For a play that has retained much of its scholarly value over the four hundred and ten years, there is surprisingly little known about Christopher Marlowe’s masterpiece, The Tragical History of the Life and Death of Doctor Faustus. The date of its first performance is unknown, and is highly obscured by the added facts that there are two texts of Doctor Faustus, one published in 1604; the other in 1616 (Ribner viii). Christopher Marlowe, even in these early times, set a standard for tragic plays, which would not be rivaled until Shakespeare unleashed his literary landmarks at around the same time Marlowe’s career ended. Despite the lack of specifics on this seminal work, it is still easy to feel the pain Christopher Marlowe wished to convey with this text. Within the rich dialogue of The Tragical History of Doctor Faustus, Christopher Marlowe attempts to communicate a personal struggle; both emotional and spiritual, between what Marlowe views as human nature and what the world views as God’s desires for man, and the overwhelming feelings of loss which accompany this struggle.

Doctor Faustus is a play that thrives primarily on the discourses that abound throughout its length. In the dialogue between the two main characters, Doctor Faustus himself, and the demon Mephistophilis, one finds almost the entirety of the play. Doctor Faustus “…is a man who of his own conscious willfulness brings tragedy and torment crashing down on his head…”(Cole 191). Faustus finds himself melancholic with the pursuit of knowledge he has thus far attained, commenting:

“Be a physician, Faustus; heap up gold,

And be eternized for some wonderous cure…

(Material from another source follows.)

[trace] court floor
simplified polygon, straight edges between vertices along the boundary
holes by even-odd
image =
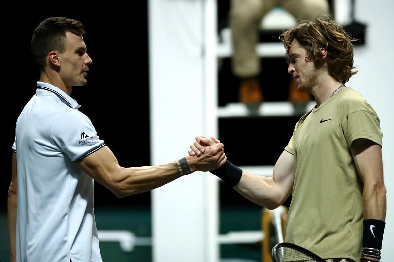
[[[260,230],[261,209],[231,208],[221,210],[220,233],[229,231]],[[242,216],[239,214],[242,214]],[[126,230],[137,238],[149,239],[152,236],[151,211],[149,207],[95,208],[98,230]],[[132,251],[122,250],[119,243],[100,241],[103,260],[105,262],[152,261],[152,246],[136,245]],[[7,229],[7,213],[0,210],[0,262],[9,261],[9,243]],[[261,261],[260,243],[248,244],[222,244],[221,262]]]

Why, Faustus, hast thou not attained that end?

Is it not thy common talk sound aphorisms?” (Ribner 5)

He has grown sick of the pursuit of knowledge as he sees it, and believing himself to have become educated in all of the worlds major subjects, seeks the power of God himself (Ellis-Fermor, 74). Through the art of conjuring spirits, commenting, “…A sound magician is a mighty God…” (Ribner 7). The human lust for power has reached a new height in Faustus, and to attain what he desires, the easiest means are demonic. On his way to making the decision to enlist infernal forces in his quest for power, Faustus is prodded by friends, Valdes and Cornelius, themselves skilled practitioners of the dark arts, and Faustus fast finds himself in a regrettable position. Despite this peer pressure, a fact that may not be neglected is the fact that Faustus makes the choice to conjure of his own free will, and must deal with the results himself.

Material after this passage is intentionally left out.